1830 Welsh Bros, Bastardo
There is a pungency to the nose that the other wines do not have. The nose is strong and decent but on revisiting it is smelly. This is a salty wine with less body and drier than the nose suggests. All of the power is up front, the wine is not balanced. It is dry, bitter, and the alcohol is noticeable. **.

Moscatel Tasting Notes

1900 D’Oliveira, Moscatel
This wine is very dark and the nose is sweaty and pungent. It is round, sweet, and racy in the mouth. The residual sugar is certainly present up front and in the aftertaste. A wood note adds complexity. There is power throughout with the wine sharpening up in the finish as more acidity is brought forth. ***.

1900 Leacock, Moscatel
Rather dark. The nose is subtle compared to the D’Oliveira but the pungency does come out. There is plenty of sweet such that you can practically feel it. The start is higher-toned with some lift from acidity. A bit of tea and pungency add complexity. ***.

1900 Avery’s, Moscatel
This is an oak color with a touch fruitier nose. This is lively from the start with flavors of black, sweet tea and ripe texture. It does not have the level of sweetness that the D’Oliveira and Leacock posses. It is an interesting old-school type of wine. **.
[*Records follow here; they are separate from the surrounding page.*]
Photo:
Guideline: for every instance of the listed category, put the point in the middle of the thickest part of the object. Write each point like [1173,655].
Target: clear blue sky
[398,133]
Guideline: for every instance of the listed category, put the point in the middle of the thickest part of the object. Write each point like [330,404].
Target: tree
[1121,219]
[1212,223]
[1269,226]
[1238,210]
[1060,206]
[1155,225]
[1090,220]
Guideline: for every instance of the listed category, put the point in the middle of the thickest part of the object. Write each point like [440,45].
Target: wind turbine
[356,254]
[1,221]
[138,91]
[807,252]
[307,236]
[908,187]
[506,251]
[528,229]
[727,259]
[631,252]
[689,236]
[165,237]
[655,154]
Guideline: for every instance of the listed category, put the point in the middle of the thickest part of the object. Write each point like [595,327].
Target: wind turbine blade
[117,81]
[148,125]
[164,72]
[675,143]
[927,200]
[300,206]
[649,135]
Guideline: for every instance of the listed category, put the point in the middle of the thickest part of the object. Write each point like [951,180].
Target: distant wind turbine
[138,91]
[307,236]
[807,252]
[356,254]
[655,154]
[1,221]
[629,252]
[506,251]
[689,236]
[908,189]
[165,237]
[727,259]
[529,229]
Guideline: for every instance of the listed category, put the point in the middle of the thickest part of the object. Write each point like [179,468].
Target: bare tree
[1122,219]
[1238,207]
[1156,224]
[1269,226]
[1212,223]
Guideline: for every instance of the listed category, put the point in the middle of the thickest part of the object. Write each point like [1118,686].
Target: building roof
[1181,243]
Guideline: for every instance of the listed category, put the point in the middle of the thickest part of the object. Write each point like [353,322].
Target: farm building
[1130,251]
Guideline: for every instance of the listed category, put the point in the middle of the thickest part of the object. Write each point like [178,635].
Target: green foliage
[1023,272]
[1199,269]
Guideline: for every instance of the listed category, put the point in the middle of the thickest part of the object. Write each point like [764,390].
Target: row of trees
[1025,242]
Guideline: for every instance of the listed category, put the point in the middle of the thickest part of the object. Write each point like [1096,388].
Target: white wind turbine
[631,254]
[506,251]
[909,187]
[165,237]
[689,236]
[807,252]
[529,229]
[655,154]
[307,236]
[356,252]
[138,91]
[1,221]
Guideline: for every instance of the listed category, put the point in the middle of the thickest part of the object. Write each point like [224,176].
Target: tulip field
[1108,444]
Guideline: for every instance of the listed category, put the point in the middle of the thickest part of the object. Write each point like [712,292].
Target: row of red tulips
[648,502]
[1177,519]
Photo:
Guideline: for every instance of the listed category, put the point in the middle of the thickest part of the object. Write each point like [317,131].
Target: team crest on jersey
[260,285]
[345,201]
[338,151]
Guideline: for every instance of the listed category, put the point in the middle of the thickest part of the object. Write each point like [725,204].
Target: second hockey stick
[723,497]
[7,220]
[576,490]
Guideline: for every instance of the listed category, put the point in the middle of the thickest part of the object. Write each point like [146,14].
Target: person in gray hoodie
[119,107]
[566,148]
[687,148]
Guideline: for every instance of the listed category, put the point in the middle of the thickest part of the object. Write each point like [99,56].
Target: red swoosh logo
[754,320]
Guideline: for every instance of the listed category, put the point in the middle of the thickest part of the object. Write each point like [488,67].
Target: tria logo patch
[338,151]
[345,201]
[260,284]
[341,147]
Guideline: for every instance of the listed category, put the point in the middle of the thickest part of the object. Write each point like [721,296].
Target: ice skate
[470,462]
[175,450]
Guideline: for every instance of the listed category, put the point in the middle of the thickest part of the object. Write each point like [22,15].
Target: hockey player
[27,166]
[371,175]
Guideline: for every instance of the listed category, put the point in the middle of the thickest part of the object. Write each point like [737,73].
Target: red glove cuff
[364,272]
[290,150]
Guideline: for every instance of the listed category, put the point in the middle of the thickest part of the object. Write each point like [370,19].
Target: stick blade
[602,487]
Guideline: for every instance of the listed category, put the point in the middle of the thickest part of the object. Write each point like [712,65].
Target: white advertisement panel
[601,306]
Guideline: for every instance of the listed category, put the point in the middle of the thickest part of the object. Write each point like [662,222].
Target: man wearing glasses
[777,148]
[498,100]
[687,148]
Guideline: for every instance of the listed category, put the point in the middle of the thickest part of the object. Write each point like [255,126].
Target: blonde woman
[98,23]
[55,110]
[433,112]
1890 Barrous e Sousa, Moscatel
In bottle for 60 years. A little stinky. This is thick with integrated sweetness and texture. There is an interesting, odd flavor in this weighty wine that drapes over the tongue. Dried fruit develops in the soft middle with textured sugar in the finish. There is both less sweetness and acidity but the wine is balanced. ***.

1875 D’Oliveira, Moscatel
Bottled in the 1970s. This is the darkest along with the 1870 Blandys. There is less sugar up front but the balanced start conveys sweetness and pungency. There is an attractive mineral, racy vein as the wine reveals density and tea flavors. It is concentrated but not too much. ***(*).

1870 Manuel Jose Vieira, Moscatel, Camara de Lobos
This is the lightest color. Wow, this is an acidity driven with minimal sugar, old perfume, and thin body. It is old-school but volatile. *.

1870 Blandy’s, Moscatel
The sweetness comes from textured brown sugar. The wine has power and some searing acidity near the finish but the residual sugar drapes over the acidity. In the end this is satisfying with good flavor from the baking spices. **.

1856 Barbeito, Moscatel
A medium color compared to the others. This is pungent and acidity driven like a non-Moscatel Madeira. The acidity builds and is persistent but not offending like the 1870 Vieira. The body has glycerin. The driest wine of the flight. Is it pure Moscatel? ***(*).